Andrew Buckley is droll as Bottom, but gives it great welly when rocking out on the mic. Ferdy Roberts‘ Puck is a tool-laden stage manager in Lyric T-shirt, can of Fosters in his hand; far from an eager sprite, he has no flying ones to give. Oberon (Jonathan Broadbent) beams in his blue superhero costume, but his invisibility cape is dicey and he usually ends up tripping over himself. No wonder Titania looks so contemptuous. Her fairies, meanwhile, make me grin like a child: there’s no tulle here, just wonderfully 3D whizzing sound effects. I swear I could see one flit across the stage.
Indeed, the magic of Sean Holmes and Stef O'Driscoll's production is far from twee or glittery. Love potion is blue goo spurting suggestively from a squeezy sauce bottle; Bottom’s donkey transformation is conjured only through the sound of coconuts clopping – and a filthy mime. Such sound effects are made quite transparently on stage, with a range of props, instruments and electronics. That this only heightens the enjoyment and proves Filter have tapped into what’s really magical about theatre: the willingness of the imagination, not perfectly recreated reality.
The setting isn’t remotely wood-like; instead, we’re in a scruffy white box of bathroom tiles and white paper, which characters burst through with slap-stick timing. Might this even be a reference to Peter Brook‘s famous white-box version of the play, a tearing up of what once was fresh, now overly revered?

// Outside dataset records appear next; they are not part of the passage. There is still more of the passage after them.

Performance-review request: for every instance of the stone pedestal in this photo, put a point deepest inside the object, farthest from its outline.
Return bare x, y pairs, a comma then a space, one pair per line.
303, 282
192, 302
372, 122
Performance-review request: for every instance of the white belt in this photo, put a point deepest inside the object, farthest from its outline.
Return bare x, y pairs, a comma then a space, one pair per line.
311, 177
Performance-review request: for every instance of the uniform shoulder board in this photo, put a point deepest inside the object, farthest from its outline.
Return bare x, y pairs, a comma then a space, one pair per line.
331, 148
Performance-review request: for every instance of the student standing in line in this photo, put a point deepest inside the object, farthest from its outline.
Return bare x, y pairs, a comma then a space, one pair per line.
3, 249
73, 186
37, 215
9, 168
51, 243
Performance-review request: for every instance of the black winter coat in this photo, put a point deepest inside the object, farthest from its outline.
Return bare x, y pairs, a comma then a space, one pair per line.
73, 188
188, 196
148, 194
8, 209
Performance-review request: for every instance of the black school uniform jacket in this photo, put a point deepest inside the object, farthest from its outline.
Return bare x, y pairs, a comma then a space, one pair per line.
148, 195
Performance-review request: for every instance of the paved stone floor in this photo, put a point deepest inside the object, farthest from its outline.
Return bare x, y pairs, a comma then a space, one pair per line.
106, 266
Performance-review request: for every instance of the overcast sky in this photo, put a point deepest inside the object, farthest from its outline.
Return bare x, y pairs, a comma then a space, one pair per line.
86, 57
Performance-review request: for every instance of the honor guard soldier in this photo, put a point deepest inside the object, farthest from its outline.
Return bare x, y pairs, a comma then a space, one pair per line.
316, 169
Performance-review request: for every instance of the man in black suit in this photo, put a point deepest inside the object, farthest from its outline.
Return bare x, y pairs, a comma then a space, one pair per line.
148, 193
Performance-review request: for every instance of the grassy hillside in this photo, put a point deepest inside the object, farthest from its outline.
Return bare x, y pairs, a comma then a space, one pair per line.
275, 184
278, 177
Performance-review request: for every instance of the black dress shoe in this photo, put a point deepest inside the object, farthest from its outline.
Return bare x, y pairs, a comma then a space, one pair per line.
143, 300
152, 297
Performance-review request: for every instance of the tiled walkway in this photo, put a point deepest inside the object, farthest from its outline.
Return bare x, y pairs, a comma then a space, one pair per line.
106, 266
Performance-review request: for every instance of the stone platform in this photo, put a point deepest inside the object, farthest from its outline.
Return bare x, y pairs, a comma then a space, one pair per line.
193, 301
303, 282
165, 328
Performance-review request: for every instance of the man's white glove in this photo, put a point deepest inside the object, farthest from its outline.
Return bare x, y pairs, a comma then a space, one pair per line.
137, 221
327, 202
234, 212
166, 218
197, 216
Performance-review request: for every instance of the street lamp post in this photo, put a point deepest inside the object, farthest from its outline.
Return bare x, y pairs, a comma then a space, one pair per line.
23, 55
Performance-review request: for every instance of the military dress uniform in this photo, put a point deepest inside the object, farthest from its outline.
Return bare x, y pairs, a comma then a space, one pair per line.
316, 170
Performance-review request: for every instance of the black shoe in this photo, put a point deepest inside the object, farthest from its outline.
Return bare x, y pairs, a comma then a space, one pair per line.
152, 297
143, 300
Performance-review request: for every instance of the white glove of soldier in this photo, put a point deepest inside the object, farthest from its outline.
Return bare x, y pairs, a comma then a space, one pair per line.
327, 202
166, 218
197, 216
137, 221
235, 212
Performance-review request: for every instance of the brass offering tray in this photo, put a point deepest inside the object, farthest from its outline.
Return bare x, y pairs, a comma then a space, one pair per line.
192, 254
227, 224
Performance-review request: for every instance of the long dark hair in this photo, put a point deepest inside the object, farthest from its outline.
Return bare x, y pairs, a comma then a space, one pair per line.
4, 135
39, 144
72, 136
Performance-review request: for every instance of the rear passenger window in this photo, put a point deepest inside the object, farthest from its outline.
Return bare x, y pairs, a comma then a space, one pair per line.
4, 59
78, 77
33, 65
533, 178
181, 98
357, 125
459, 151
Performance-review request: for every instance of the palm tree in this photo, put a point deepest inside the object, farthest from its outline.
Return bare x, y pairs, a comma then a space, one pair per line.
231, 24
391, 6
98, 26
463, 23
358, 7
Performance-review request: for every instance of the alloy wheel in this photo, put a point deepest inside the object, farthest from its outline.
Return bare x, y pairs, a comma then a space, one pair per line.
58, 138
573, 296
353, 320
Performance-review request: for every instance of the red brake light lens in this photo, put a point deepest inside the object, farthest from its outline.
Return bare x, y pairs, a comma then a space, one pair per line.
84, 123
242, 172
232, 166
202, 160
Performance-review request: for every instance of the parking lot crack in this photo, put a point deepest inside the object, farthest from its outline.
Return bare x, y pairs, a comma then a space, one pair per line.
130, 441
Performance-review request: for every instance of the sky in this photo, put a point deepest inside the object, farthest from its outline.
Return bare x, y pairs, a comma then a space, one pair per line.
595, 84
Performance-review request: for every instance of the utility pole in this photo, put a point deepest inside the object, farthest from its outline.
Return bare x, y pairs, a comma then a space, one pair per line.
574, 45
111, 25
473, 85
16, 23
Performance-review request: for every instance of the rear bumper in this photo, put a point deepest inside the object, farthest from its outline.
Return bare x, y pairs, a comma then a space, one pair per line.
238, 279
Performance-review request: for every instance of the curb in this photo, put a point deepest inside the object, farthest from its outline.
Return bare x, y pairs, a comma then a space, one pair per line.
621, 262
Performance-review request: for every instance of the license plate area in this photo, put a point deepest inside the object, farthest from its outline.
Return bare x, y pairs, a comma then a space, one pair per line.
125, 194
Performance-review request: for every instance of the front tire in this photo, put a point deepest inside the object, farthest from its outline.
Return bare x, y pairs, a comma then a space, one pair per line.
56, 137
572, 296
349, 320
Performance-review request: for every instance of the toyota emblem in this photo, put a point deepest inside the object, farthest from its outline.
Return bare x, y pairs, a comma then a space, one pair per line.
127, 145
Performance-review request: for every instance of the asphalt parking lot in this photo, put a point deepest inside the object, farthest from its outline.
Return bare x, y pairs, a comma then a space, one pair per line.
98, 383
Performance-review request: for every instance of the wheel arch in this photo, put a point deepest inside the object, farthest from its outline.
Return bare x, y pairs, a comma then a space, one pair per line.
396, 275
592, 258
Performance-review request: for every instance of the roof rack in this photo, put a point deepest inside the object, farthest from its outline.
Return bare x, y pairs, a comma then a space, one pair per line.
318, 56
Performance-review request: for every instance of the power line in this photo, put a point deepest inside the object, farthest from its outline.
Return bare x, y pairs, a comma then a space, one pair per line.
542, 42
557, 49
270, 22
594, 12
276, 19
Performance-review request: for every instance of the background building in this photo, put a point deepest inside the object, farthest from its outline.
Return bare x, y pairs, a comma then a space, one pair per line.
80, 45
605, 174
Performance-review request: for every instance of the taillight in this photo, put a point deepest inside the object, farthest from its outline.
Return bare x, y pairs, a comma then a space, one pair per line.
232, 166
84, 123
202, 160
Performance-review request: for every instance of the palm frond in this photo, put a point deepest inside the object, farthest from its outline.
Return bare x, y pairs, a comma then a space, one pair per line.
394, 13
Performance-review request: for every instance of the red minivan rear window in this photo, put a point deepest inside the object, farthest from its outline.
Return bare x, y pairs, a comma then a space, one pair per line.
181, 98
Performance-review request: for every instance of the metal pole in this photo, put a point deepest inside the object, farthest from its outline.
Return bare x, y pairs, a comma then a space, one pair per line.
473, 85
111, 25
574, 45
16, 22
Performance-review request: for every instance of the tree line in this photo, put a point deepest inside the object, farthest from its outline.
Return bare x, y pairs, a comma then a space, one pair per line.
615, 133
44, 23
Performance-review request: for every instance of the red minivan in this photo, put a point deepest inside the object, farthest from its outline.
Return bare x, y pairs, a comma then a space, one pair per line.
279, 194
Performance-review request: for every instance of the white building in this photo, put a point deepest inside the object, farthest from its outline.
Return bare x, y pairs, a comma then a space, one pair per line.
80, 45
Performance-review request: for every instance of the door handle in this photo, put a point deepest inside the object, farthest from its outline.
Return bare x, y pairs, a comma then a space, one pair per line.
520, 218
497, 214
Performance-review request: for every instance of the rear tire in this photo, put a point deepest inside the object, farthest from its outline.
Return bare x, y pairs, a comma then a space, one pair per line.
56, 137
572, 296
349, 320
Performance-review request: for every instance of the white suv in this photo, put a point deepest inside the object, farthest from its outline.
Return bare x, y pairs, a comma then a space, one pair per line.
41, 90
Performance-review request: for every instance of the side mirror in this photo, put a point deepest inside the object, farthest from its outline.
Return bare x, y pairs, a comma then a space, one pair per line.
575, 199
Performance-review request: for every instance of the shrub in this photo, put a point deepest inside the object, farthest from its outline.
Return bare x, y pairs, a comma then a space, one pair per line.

Their structure, too, is smart: when you’re already doing a-play-within-a-play, why not add further layers? Buckley being an amateur enthusiast, desperate to play every part, is both his ‘real’ character and Bottom. Everyone ad-libs, but the Rude Mechanicals in particular sway between Shakespeare’s text and modern chat, yet it rarely jars.
On to the lovers. I don’t think I’ve ever seen so totally, ridiculously lustful snap-transformations from Lysander (John Lightbody) and Demetrius (Hammed Animashaun). Demetrius turns wooing iambic pentameter into pure Marvin Gaye; Lysander matches the band’s burst of squelchy funk with hilariously hot-and-heavy moves (elsewhere, Lightbody also has a lovely, loose delivery of Shakespeare’s lines).
Purists will carp about the liberties taken with the text, but this would be the perfect Shakespeare to take a young, reluctant audience member to. It pulsates with life, in an unfakeable way. Yes, there are moments that try too hard: a video game fight scene should definitely be axed, especially given it follows an already very silly food fight. But overall, this is the sort of show that could spark a love affair with Shakespeare, and is an (im)pure joy for those who already have the an affection.
A Midsummer Night's Dream runs at the Lyric Hammersmith till 19 March.